Tuesday 18 March 2008

Shock to the System

Bored this evening so I decided I was going to get System Shock running, somehow, on my main machine. It's an old DOS game so it wasn't just going to run without some fiddling. It's hard enough to get them running on Windows, let alone Linux.

System Shock was way ahead of it's time and it has many decent features. It ran nicely on my Pentium 100mhz machine with 48mb RAM but it couldn't handle the 640x480 mode very well if I remember right. I always used to turn the combat off as I preferred to just go through the storyline and puzzles. I never played System Shock 2 but they went on to develop BioShock, which shares many characteristics with the old games and is just as good.

First I put DOSBox on which lets you run many DOS games on Windows or Linux, but the System Shock installer complained and wouldn't run, saying it needed to be run from the CD.

After that, I created a VMWare machine with 32mb RAM and a 400mb hard drive and installed DOS from a Windows 98 boot disk. After quite a bit of fiddling, it worked, but while the game ran pretty much perfectly, I couldn't get it to produce any sound. VMWare sound emulation is pretty minimal and doesn't seem to work under DOS at all. Then again this is the server version so you might expect that but from what I've read the workstation version isn't great either.
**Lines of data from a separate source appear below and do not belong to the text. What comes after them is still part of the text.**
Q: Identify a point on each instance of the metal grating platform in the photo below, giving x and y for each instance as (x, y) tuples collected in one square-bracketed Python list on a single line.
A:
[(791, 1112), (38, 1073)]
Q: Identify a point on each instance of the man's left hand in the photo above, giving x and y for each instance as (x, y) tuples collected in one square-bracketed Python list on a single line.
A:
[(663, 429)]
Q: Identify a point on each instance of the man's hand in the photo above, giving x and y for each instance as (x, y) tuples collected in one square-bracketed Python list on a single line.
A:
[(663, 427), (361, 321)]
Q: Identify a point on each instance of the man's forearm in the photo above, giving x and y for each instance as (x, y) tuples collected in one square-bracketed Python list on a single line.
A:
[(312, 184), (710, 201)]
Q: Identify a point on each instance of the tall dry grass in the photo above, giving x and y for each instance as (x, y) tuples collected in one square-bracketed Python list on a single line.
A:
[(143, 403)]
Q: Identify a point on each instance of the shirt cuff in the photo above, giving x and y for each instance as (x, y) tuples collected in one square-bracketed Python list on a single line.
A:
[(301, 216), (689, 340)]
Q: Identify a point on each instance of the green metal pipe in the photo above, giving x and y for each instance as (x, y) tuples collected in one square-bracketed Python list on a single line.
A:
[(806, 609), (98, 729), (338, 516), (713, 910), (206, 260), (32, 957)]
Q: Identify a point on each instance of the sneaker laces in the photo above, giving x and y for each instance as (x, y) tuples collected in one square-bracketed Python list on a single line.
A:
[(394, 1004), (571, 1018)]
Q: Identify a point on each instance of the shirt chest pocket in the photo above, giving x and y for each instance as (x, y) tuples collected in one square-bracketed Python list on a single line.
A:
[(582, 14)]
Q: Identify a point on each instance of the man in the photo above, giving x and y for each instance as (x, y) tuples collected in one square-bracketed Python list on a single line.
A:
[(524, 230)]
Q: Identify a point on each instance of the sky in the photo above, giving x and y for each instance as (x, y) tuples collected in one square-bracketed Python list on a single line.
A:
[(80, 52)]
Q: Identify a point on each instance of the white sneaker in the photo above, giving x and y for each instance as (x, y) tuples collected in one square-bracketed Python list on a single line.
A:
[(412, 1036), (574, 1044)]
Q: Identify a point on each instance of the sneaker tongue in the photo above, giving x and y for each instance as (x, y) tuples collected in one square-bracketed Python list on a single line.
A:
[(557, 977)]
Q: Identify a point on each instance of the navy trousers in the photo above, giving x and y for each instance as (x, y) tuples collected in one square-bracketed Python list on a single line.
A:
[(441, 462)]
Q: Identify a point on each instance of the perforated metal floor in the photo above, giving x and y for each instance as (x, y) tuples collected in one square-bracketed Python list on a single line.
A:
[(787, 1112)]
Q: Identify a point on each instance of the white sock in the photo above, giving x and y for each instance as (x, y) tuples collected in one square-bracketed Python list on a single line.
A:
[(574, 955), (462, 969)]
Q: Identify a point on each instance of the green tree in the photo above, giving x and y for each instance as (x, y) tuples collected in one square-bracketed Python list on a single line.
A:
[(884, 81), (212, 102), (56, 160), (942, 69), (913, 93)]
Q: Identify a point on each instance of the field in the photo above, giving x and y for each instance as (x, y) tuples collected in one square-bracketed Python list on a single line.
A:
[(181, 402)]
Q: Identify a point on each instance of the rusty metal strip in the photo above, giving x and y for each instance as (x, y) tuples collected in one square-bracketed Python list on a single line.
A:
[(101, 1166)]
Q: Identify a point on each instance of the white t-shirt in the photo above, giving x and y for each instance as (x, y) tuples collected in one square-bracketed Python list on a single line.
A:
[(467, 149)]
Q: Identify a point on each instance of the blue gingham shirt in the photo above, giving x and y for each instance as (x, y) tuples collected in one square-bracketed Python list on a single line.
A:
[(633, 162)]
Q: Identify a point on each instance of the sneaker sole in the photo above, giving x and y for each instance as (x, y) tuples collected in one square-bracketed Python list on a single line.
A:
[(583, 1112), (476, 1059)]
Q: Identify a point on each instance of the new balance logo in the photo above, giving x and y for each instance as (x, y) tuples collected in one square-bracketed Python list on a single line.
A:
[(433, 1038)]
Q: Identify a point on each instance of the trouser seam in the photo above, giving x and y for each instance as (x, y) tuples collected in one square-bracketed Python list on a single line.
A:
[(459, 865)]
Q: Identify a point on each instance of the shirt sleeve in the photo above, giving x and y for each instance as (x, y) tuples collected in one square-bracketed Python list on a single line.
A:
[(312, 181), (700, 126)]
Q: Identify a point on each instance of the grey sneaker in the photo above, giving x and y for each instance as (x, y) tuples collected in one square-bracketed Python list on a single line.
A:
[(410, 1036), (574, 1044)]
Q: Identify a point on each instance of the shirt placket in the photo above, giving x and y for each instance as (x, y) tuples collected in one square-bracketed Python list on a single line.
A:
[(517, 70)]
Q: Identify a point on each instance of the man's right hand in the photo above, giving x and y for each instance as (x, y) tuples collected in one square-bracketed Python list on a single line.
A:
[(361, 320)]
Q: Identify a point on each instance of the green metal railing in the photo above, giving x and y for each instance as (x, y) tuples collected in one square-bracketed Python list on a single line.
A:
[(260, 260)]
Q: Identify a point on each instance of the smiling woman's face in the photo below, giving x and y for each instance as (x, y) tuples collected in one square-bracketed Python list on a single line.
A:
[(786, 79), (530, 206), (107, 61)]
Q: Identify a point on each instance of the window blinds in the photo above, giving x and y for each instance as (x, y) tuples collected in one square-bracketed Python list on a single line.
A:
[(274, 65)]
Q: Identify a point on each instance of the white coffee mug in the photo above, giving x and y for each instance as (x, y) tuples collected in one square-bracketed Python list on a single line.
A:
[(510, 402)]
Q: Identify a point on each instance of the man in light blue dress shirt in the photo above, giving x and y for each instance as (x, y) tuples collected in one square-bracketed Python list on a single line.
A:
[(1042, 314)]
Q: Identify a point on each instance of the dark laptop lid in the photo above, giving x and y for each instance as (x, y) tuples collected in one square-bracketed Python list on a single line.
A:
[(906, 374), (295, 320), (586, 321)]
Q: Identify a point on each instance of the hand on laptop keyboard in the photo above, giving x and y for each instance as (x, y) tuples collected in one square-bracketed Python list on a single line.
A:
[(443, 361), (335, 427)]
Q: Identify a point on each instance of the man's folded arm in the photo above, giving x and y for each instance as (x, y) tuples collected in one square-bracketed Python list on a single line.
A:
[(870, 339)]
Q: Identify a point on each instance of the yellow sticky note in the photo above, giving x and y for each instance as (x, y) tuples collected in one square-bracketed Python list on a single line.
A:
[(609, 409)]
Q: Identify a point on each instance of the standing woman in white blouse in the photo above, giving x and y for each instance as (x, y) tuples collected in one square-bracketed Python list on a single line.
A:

After another go in DOSBox, I was able to trick the installer to get it to install and run and it actually isn't bad. It stutters every now and again especially in the Cyberspace sequences. I might try it on one of the sub-1ghz laptops I have knocking about.

There was a particularly unpleasant experience in work this morning. Had to move a user's PC away from a desk where the roof had leaked. It smelled absolutely disgusting, like someone had puked there. Incredibly the guy didn't want his PC moved as he didn't see the point, seemingly immune to the stench.